Graphical User Interface Check

From the Red Hat OpenShift Console, jump to the IBM Storage Fusion UI using the top-bar selector.

Step 1 - Check the Backup Storage Location was created

Through the Fusion UI, verify the configured Backup Storage Locations

Step 2 - Check the Backup Policies were created

Through the Fusion UI, verify the configured Backup Policies

Step 3 - Check the backup and restore ran fine

Through the Fusion UI, verify the configured job that ran and their status

Conclusion

IBM Storage Fusion allows you to enable the application developers and provide them with all the tools requires for stateful application to easily integrate the constraints of large organizations while easily leveraging all the data services offered by the infrastructure deployed.

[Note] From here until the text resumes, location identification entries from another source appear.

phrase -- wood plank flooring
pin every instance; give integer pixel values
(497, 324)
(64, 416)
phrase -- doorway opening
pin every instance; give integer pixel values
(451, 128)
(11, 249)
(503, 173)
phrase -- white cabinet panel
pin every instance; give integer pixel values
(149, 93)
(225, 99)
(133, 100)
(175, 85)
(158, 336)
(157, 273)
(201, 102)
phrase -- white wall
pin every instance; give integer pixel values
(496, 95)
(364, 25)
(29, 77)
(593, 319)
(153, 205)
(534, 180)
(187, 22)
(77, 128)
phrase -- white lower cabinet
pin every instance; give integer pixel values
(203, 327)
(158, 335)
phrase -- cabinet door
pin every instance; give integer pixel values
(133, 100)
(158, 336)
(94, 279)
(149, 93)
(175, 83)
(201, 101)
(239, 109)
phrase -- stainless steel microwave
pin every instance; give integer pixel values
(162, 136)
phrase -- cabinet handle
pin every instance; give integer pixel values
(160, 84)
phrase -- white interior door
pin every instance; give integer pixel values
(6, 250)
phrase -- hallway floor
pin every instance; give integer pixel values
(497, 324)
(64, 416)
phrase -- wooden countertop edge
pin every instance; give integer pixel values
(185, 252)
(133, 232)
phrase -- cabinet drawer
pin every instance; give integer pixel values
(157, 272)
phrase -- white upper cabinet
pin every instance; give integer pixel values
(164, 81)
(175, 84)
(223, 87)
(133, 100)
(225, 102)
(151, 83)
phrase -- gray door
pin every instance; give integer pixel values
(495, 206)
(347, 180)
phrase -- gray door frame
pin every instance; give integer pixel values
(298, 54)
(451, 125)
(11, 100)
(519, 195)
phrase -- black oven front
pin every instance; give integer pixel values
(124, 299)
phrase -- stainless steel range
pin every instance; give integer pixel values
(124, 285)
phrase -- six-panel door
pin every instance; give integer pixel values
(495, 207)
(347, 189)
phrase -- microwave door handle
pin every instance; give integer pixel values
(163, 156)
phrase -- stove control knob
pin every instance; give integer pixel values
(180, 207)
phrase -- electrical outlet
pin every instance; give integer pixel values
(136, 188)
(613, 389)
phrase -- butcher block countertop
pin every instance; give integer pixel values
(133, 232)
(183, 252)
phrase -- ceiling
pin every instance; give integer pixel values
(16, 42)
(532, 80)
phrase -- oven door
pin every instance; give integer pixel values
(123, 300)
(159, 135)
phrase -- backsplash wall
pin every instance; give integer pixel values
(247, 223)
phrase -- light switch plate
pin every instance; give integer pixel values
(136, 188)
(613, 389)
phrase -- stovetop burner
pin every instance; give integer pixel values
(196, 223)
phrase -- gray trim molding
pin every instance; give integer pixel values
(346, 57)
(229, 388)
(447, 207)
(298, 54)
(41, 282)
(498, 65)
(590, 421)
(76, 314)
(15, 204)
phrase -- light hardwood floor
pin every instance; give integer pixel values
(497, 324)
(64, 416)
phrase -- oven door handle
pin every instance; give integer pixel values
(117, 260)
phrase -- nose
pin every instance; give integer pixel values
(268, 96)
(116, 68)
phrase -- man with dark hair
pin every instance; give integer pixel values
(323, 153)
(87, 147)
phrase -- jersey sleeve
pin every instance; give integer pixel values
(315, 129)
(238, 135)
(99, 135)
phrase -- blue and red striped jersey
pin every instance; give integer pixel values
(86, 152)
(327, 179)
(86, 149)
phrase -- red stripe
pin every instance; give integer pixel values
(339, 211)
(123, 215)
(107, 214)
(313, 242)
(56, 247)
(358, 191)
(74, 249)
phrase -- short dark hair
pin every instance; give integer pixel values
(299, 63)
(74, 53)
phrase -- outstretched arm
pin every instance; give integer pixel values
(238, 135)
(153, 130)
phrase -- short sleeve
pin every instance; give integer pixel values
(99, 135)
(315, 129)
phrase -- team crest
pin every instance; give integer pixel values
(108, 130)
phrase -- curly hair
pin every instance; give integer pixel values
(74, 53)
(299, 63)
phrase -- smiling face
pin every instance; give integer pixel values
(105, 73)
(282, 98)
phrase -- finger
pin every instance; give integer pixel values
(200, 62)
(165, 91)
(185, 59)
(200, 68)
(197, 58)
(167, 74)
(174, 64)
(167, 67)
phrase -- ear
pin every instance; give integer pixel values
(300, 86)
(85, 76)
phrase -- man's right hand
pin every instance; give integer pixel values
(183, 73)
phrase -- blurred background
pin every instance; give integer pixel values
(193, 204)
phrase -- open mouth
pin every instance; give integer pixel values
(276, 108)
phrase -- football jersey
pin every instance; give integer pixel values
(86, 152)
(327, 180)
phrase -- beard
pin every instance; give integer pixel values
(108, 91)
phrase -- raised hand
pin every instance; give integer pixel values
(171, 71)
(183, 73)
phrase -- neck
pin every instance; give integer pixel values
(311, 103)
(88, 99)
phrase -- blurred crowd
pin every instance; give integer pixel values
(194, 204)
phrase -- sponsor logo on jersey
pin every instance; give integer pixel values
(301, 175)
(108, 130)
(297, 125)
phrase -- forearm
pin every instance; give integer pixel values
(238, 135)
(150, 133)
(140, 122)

IBM Storage Fusion liberates the infrastructure team from the daily provisioning tasks they face in traditional environments to focus and bring value around SLA monitoring and enforcement, best practice design, platform deployment automation or performance monitoring and troubleshooting.

Notes

For those interested, I used a sample application I created that relies on a customized container image. It is available from the following GitHub repository. The application is customized to be deployable on IBM Storage Fusion Software version 2.5.2. For documentation see here.

Going through the steps of this blog post requires

  • IBM Storage Fusion Operator to be deployed
  • IBM Storage Fusion Data Foundation to be deployed
  • IBM Storage Fusion Backup and Restore to be deployed but not configured.

The application can eventually modified to use a different storage class that provides:

  • CSI snapshot capabilities
  • RWX capabilities

#Featured-area-3
#Featured-area-3-home
#Highlights
#Highlights-home
1 comment
515 views

Permalink

Comments

Fri June 09, 2023 04:44 PM

The IBM Storage Fusion GUI also uses these same custom resources when you create things like backup policies and backup location via the GUI workflow.  Everything that the GUI does ultimately translates to CRs.  That means that if you've just started out learning how to use Storage Fusion, you can use the GUI to generate your YAML for you.  In fact, when you view a resource such as a backup policy or backup location in the GUI, you'll notice that there is a "Launch YAML" icon by the resource name.  Clicking the icon will launch a new tab that shows the YAML version of the resource.